Member of the Maryland Senate from the Cecil County district
- In office 1951 – October 20, 1953
- Preceded by: Guy Johnson
- Succeeded by: Margaret J. Jackson

Personal details
- Born: March 7, 1909 Elkton, Maryland, U.S.
- Died: October 20, 1953 (aged 44) Elkton, Maryland, U.S.
- Resting place: Gilpin Manor Memorial Cemetery
- Party: Democratic
- Spouse: Margaret E. Jefferson ​ ​(m. 1939)​
- Children: 1
- Parent: Omar D. Crothers (father);
- Relatives: Austin Lane Crothers (great uncle)
- Education: University of Maryland University of Maryland School of Law
- Occupation: Politician; lawyer;

= Omar D. Crothers Jr. =

American politician and lawyer (1909–1953)

Omar D. Crothers Jr. (March 7, 1909 – October 20, 1953) was an American politician and lawyer from Maryland. He served as a member of the Maryland Senate, representing Cecil County from 1951 to his death in 1953.

==Early life==
Omar D. Crothers Jr. was born on March 7, 1909, in Elkton, Maryland, to Reba (née Miller) and Omar D. Crothers. His father was a lawyer and state senator of Maryland. His great uncle was Maryland governor Austin Lane Crothers.

Crothers graduated from the Tome School. Crothers graduated from the University of Maryland with a bachelor's degree. He also graduated from the University of Maryland School of Law. He was a member of the lacrosse and football teams. In 1929, The Baltimore Sun selected Crothers as an all-state football guard. He was admitted to the bar in 1933.

==Career==
Crothers practiced law in Baltimore following his graduation for a few years. He then returned to Elkton and started a law office there.

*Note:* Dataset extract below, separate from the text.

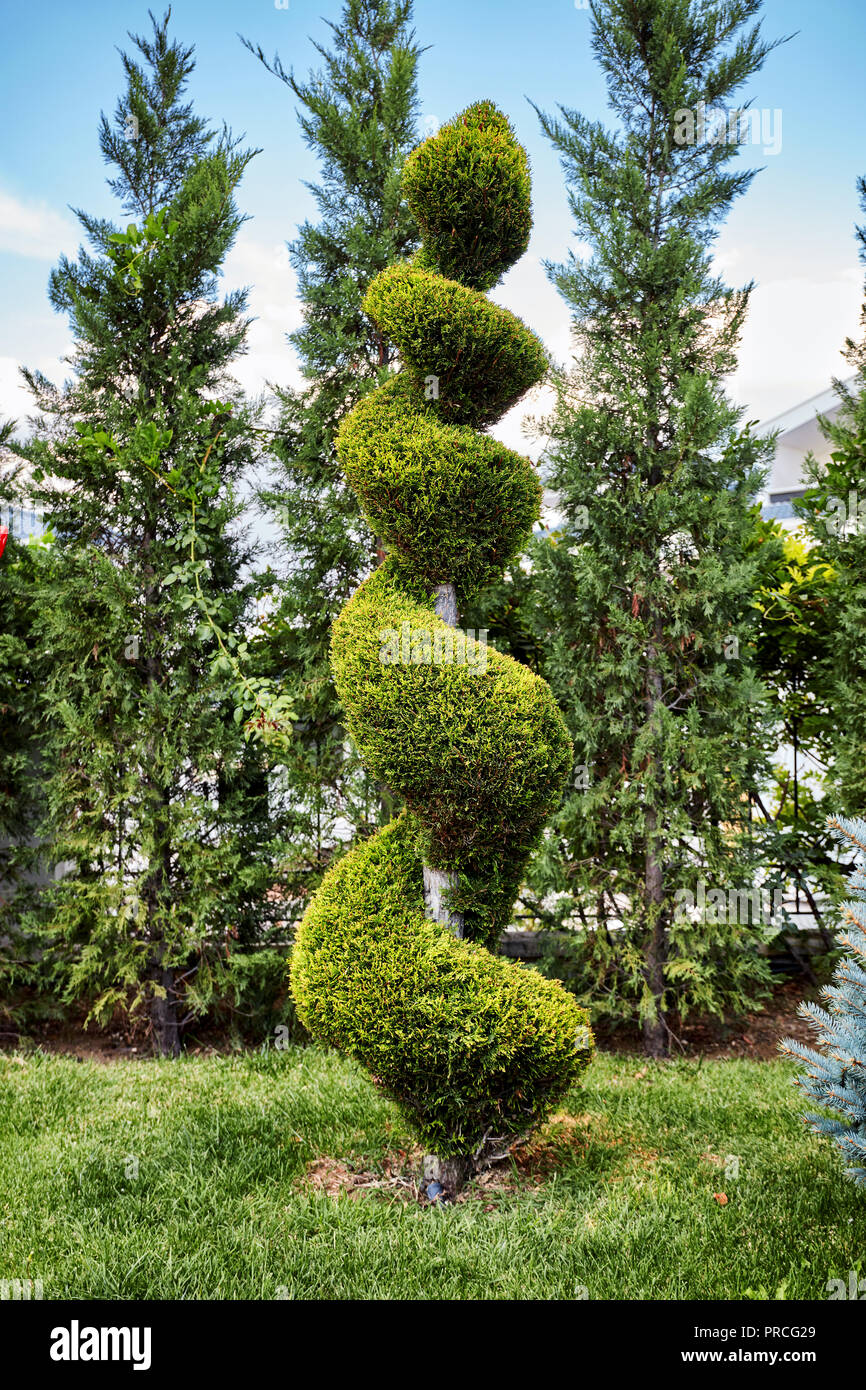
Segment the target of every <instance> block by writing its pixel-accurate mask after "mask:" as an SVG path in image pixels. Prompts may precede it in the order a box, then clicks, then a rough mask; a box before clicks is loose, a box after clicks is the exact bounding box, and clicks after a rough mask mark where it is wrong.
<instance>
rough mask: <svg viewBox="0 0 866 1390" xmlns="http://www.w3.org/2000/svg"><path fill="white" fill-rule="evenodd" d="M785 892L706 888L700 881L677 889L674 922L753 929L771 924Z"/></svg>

Crothers joined the United States Marine Corps during the World War II. He served in the Pacific and left service as a major in 1946. In August 1946, Crothers was appointed by Governor Herbert O'Conor as chairman of the state board of correction. He held that post until May 1947.

Crothers was a Democrat. Crothers served as a member of the Maryland Senate from 1951 to his death in 1953. He served as chairman of the judicial proceedings committee. He also served as chairman of the committee that worked two years on the recodification of Maryland's election laws.

Crothers worked as a lacrosse coach and assistant football coach at Washington College.

==Personal life==
Crothers married Margaret E. Jackson in 1939. They had one son, Omar D. III. Crothers was personal and political friends with Curley Byrd, his college football coach. His friends would call him "Gus".

In the summer of 1953, Crothers received six weeks of treatment at Johns Hopkins Hospital for a heart condition. Crothers died on October 20, 1953, at Union Hospital in Elkton. He was buried at Gilpin Manor Memorial Cemetery.